I think because I didn’t grow up with a realistic image of what motherhood was, (not that my mom was a bad mom, because she was not. She had severe health issues and found herself in an abusive marriage which compromised her ability to invest in us like we think of motherhood today). I believe overall this contributed to my struggle to find my mother identity within the world of motherhood even still today.
Before I got married and had my daughter, I was a career driven person who knew what I wanted and was striving to achieve it (this my mother taught me). Then just as I was finishing up college, I met my husband and my life changed from that point forward. He was on active duty with the United States Army and within a year of being married, we came down on orders to move to Germany. After living in Germany for two and a half years, I became pregnant and within six months of returning back to America, my daughter was born.

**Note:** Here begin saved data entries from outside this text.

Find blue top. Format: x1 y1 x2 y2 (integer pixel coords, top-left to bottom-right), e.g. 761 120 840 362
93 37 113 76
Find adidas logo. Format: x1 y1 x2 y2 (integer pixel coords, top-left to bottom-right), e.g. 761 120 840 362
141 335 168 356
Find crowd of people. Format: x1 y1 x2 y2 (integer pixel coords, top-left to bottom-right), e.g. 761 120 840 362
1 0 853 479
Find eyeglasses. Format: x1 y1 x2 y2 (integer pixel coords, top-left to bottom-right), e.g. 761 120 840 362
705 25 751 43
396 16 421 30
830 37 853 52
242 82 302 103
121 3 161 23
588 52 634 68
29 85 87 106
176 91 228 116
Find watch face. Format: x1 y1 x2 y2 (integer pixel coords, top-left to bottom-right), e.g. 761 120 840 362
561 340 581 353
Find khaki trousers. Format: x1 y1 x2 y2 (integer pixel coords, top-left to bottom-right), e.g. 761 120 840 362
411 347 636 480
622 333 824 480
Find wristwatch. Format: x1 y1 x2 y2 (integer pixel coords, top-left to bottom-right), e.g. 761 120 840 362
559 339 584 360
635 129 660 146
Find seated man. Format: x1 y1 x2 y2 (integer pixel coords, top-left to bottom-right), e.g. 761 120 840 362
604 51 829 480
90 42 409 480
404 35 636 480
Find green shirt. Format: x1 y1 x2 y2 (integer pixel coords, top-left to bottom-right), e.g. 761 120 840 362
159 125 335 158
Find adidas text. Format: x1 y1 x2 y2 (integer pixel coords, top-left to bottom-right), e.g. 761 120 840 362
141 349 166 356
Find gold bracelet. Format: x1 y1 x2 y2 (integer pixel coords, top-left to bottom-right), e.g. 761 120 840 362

This is where I can truly say my life changed forever, even though mentally and emotionally I was not prepared for it, my daughter came along and I knew being a mom was more important to her than any career in Law Enforcement I could have had.
This is why this post resonates with me today. It reminds me that being a mom “is” enough. Our kids do not measure us up to a career we have or could have had. They do not measure us up to our incomes we make. They measure us up to the papers we color, the books we snuggle and read together, or the puzzles we make with them. They measure us up to the hours of hiding and seek games we play, the cookies we bake, or the peanut butter and jelly sandwiches we make.
My friend, it does not matter what you do with your kids, the only thing they really want is for us to love them, to share our moments with them, and to invest in them with our hearts and love.